# Wow...new policy at MAC?!?



## mrstucker (Apr 19, 2006)

This is a copy of my live chat with MAC just this evening:

One of our Artists will be with you shortly. At the end of this chat session, you may request to have a transcript of your chat sent to you via email by completing our Exit Survey.
Hello. Thank you for your interest in MAC Cosmetics. My name is Amy. How may I assist you?
Leanne: Hi!
Leanne: I've heard that there's a new quad coming out inMay...called Summerwear
Amy: Hello
Leanne: waht do you know about it?
Amy: One moment please Leanne
Leanne: ok
Amy: While we appreciate your interest in future collections, regrettably, we are unable to provide you with detailed information beyond the current collections. I apologize for the inconvenience. View what is new at MAC Cosmetics by clicking here.
Leanne: Really?!? Is this new? I've had many other online artists tell me about upcoming collections 
	

	
	
		
		

		
			




Amy: I apologize, Leanne, yes. Please contact our Corporate Consumer Communications Department regarding future launches.
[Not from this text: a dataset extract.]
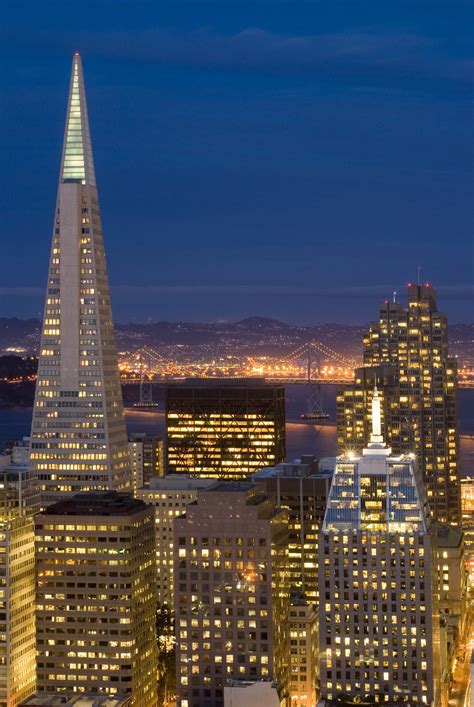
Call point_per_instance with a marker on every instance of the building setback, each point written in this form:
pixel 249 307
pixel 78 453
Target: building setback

Regrettably we are no longer authorized to provide this information.
Leanne: That's unfortunate 
	

	
	
		
		

		
		
	


	




 Now, I think many MAC addicts might be disappointed....I know many of us use that info to budget!
Amy: I understand, Leanne
Leanne: Ok..thanks anyway Amy
Leanne: Have a good night
Amy: Thank you
Amy: You too!




Anyone ever hear of this?!?


----------



## pucci (Apr 19, 2006)

This sucks 
	

	
	
		
		

		
		
	


	




Oh and maybe you can get someone to move this to the live chats section


----------



## Parishoon (Apr 19, 2006)

i thought i read somewhere on here that EL legal had specktra remove colour stories & other stuff b/c they're trying to "crack down" on leaks & prevent competetion from copying stuff & releasing it before MAC's collections.
However, I don't know how true that actually is b/c I'm just getting into MAC stuff


----------



## Wontpayretail23 (Apr 19, 2006)

Looks like the long arm of Estee Lauder is really cracking down. Unfortunate.


----------



## allan_willb (Apr 20, 2006)

they really must be cracking down because amy tells us everything.wow, darn it.Oh and and I did try emailing the consumer communications ppl and it was no help at all it took them well over a week to get back to me and they said the same thing.Click here to view whats new thats it nothing else.


----------



## as_cute_as_pie (Apr 20, 2006)

how silly


----------



## cicconeyouth (May 7, 2006)

too bad because it's the hype that sells out their new collections the day they come out...


----------



## tinkerbelle (May 31, 2006)

Man, that bites.


----------